The new amp models are mainly variations on the original types, so Clean V‑Amp is teamed up with California Clean, Rectified Hi Gain with Rectified Head and so on. Reverb is available to all patches (with a choice of nine different reverb types) while the other effects are selectable either singly or in combination with Tap tempo adjustment where appropriate. One niggle, though, is that compression can't be applied independently of the effects section.
While I have yet to come across a modelling preamp that both sounds and 'feels' like a good guitar amplifier, the V‑Amp 2 probably comes as close as any in terms of 'soundalike' capability and it has a nicely forward character that helps the sounds stand out in a mix. I was particularly impressed by the wealth of clean and on-the-edge sounds, and though the effects section doesn't compare with that of my (more expensive) Digitech Genesis 3, it is nevertheless capable of recreating most of the guitar treatments heard on record in a fairly general way.

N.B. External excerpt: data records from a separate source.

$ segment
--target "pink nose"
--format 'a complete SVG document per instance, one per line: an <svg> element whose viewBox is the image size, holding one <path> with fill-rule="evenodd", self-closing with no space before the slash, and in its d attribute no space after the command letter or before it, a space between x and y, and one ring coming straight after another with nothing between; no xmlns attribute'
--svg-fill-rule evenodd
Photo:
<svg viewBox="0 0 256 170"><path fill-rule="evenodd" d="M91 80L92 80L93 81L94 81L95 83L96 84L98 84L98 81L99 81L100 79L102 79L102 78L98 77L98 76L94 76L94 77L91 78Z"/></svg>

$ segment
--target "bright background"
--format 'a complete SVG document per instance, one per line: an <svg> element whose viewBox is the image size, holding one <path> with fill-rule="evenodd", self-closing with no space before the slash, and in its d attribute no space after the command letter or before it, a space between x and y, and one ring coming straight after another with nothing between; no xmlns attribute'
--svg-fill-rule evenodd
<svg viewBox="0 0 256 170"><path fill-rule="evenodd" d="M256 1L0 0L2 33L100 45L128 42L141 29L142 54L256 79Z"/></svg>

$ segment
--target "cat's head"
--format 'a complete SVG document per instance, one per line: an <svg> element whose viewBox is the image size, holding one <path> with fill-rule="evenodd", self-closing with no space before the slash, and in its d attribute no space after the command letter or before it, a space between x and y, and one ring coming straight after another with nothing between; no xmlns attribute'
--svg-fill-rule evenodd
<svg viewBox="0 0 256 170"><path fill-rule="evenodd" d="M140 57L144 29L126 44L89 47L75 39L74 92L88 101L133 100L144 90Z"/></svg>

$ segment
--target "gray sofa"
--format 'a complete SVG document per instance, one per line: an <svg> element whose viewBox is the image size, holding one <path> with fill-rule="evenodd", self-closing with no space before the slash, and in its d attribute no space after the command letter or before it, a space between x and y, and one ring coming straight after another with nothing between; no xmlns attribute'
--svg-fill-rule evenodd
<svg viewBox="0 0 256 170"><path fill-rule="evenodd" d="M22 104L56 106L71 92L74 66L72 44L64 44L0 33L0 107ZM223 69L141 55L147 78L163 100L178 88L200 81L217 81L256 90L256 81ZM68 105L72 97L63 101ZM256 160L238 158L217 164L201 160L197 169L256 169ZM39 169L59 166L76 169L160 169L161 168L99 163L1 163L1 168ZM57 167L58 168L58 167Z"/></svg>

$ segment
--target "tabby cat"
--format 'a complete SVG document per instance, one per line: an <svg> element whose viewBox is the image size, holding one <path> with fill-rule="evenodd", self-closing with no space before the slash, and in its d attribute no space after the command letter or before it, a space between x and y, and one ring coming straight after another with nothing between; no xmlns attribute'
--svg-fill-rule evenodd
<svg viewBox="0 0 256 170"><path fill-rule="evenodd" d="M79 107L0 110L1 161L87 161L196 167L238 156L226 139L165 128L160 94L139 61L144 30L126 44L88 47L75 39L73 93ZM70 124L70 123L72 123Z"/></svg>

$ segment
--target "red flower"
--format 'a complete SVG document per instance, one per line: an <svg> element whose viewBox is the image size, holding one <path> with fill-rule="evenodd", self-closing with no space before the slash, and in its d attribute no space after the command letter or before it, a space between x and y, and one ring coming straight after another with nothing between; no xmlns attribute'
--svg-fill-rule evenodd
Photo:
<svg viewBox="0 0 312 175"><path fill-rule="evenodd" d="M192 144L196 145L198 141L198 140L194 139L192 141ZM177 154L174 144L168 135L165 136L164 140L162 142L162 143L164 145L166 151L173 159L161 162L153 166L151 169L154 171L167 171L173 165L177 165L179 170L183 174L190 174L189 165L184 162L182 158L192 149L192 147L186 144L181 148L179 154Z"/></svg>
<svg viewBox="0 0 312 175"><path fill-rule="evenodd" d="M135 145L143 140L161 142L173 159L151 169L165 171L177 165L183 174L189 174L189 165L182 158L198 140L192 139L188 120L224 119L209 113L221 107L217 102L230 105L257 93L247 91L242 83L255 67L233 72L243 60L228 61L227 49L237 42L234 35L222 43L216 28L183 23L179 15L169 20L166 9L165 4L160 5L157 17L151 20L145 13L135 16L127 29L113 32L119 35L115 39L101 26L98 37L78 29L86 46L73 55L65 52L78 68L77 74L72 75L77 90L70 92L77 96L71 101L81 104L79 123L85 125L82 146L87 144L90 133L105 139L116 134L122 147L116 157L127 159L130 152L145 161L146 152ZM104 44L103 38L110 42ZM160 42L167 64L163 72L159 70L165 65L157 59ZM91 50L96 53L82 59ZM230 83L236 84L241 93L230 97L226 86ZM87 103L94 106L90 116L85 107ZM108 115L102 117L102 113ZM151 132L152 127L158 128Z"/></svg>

The amp models all seem to interpret playing dynamics better than they did originally, so you can get a pronounced change in sound by varying your picking intensity, and there's enough low-end kick to produce a convincing rock sound.
Accepting that no modelling preamp yet offers a complete solution to guitar recording, the V‑Amp 2 is impressively powerful and is capable of better clean amp emulations than some of its more expensive rivals. Given its insanely low UK price, exceptionally clear user interface and enhanced feature set, I can't see it as anything other than a real bargain.